Now, let’s bounce into the actual deal of this text. Analyzing (Q, Okay, V, O) matrices of Llama-3–8B-Instruct mannequin through their singular values!
The Code
Let’s first import all mandatory packages wanted on this evaluation.
import transformers
import torch
import numpy as np
from transformers import AutoConfig, LlamaModel
from safetensors import safe_open
import os
import matplotlib.pyplot as plt
Then, let’s obtain the mannequin and put it aside into our native /tmp
listing.
MODEL_ID = "meta-llama/Meta-Llama-3-8B-Instruct"
!huggingface-cli obtain {MODEL_ID} --quiet --local-dir /tmp/{MODEL_ID}
When you’re GPU-rich, the next code won’t be related for you. Nonetheless, should you’re GPU-poor like me, the next code can be actually helpful to load solely particular layers of the LLama-3–8B mannequin.
def load_specific_layers_safetensors(mannequin, model_name, layer_to_load):
state_dict = {}
information = [f for f in os.listdir(model_name) if f.endswith('.safetensors')]
for file in information:
filepath = os.path.be part of(model_name, file)
with safe_open(filepath, framework="pt") as f:
for key in f.keys():
if f"layers.{layer_to_load}." in key:
new_key = key.exchange(f"mannequin.layers.{layer_to_load}.", 'layers.0.')
state_dict[new_key] = f.get_tensor(key)missing_keys, unexpected_keys = mannequin.load_state_dict(state_dict, strict=False)
if missing_keys:
print(f"Lacking keys: {missing_keys}")
if unexpected_keys:
print(f"Sudden keys: {unexpected_keys}")
The explanation we do it is because the free tier of Google Colab GPU is just not sufficient to load LLama-3–8B even with fp16
precision. Moreover, this evaluation requires us to work on fp32
precision resulting from how the np.linalg.svd
is constructed. Subsequent, we will outline the primary operate to get singular values for a given matrix_type
, layer_number
, and head_number
.
def get_singular_values(model_path, matrix_type, layer_number, head_number):
"""
Computes the singular values of the desired matrix within the Llama-3 mannequin.Parameters:
model_path (str): Path to the mannequin
matrix_type (str): Kind of matrix ('q', 'ok', 'v', 'o')
layer_number (int): Layer quantity (0 to 31)
head_number (int): Head quantity (0 to 31)
Returns:
np.array: Array of singular values
"""
assert matrix_type in ['q', 'k', 'v', 'o'], "Invalid matrix kind"
assert 0 <= layer_number < 32, "Invalid layer quantity"
assert 0 <= head_number < 32, "Invalid head quantity"
# Load the mannequin just for that particular layer since now we have restricted RAM even after utilizing fp16
config = AutoConfig.from_pretrained(model_path)

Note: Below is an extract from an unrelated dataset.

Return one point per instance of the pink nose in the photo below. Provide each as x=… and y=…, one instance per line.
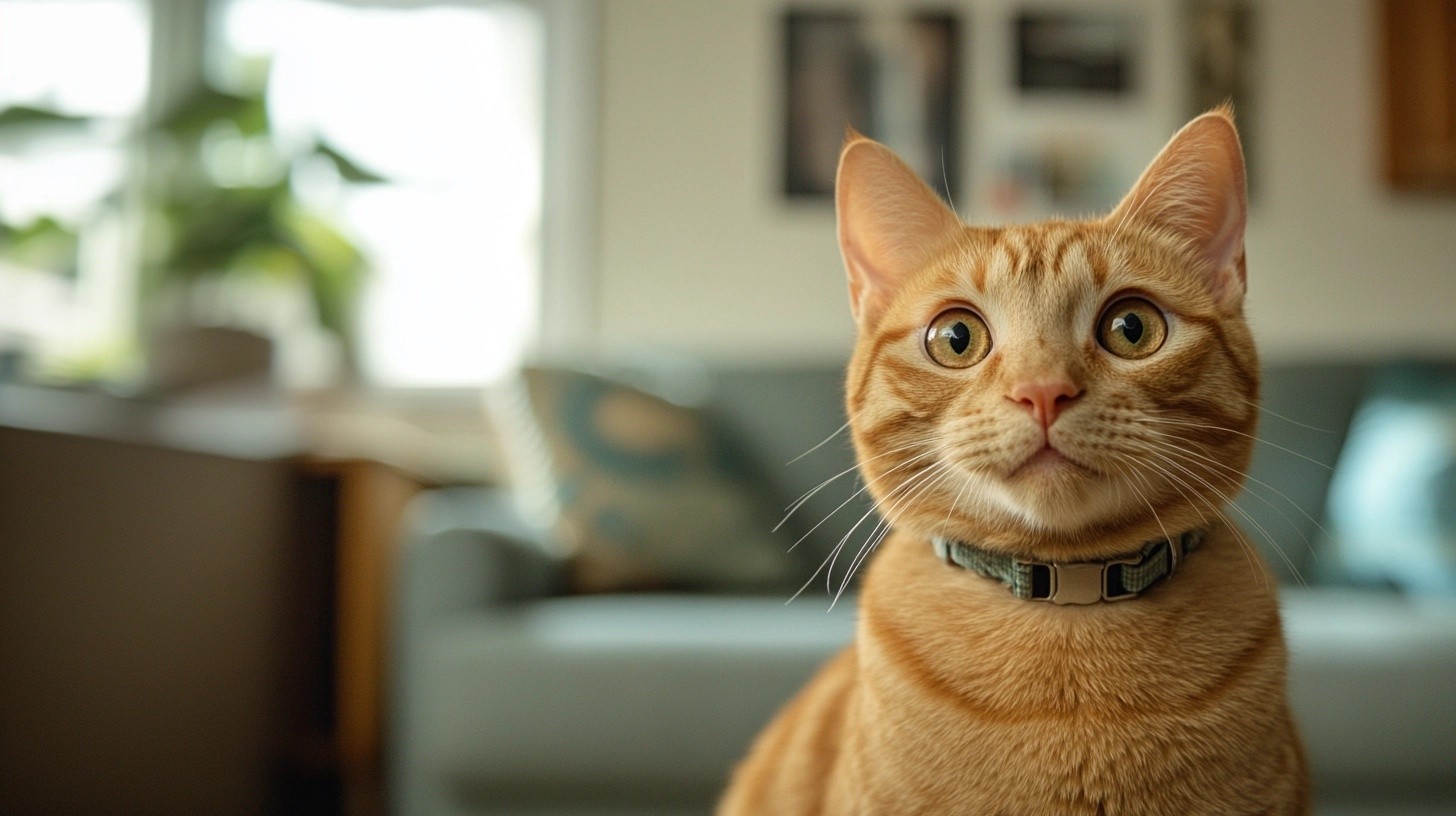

config.num_hidden_layers = 1
mannequin = LlamaModel(config)
load_specific_layers_safetensors(mannequin, model_path, layer_number)
# Entry the desired layer
# At all times index 0 since now we have loaded for the particular layer
layer = mannequin.layers[0]
# Decide the scale of every head
num_heads = layer.self_attn.num_heads
head_dim = layer.self_attn.head_dim
# Entry the desired matrix
weight_matrix = getattr(layer.self_attn, f"{matrix_type}_proj").weight.detach().numpy()

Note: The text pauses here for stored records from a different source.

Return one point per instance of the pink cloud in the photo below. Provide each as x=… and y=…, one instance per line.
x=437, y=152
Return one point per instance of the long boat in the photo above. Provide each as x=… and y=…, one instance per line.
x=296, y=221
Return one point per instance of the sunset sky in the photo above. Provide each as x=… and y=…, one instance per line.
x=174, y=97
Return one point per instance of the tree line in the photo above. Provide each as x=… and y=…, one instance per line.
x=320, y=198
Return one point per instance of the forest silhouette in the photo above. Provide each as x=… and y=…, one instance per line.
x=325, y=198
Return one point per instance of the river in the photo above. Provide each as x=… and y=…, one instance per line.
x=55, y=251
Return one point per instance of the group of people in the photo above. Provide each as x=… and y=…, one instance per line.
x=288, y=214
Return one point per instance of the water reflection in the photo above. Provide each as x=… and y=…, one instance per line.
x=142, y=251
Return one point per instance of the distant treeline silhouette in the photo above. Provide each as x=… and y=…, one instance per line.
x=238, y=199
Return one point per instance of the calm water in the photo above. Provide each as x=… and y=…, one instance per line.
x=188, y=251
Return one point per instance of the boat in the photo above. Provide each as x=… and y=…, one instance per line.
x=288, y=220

if matrix_type in ['q','o']:
begin = head_number * head_dim
finish = (head_number + 1) * head_dim
else: # 'ok', 'v' matrices
# Alter the head_number primarily based on num_key_value_heads
# That is achieved since llama3-8b use Grouped Question Consideration
num_key_value_groups = num_heads // config.num_key_value_heads
head_number_kv = head_number // num_key_value_groups
begin = head_number_kv * head_dim
finish = (head_number_kv + 1) * head_dim
# Extract the weights for the desired head
if matrix_type in ['q', 'k', 'v']:
weight_matrix = weight_matrix[start:end, :]
else: # 'o' matrix
weight_matrix = weight_matrix[:, start:end]
# Compute singular values
singular_values = np.linalg.svd(weight_matrix, compute_uv=False)
del mannequin, config
return record(singular_values)
It’s value noting that we will extract the weights for the desired head on the Okay, Q, and V matrices by doing row-wise slicing due to how it’s applied by HuggingFace.
(d_out,d_in)
. Supply: Picture by Creator.As for the O matrix, we will do column-wise slicing to extract the weights for the desired head on the O weight due to linear algebra! Particulars could be seen within the following determine.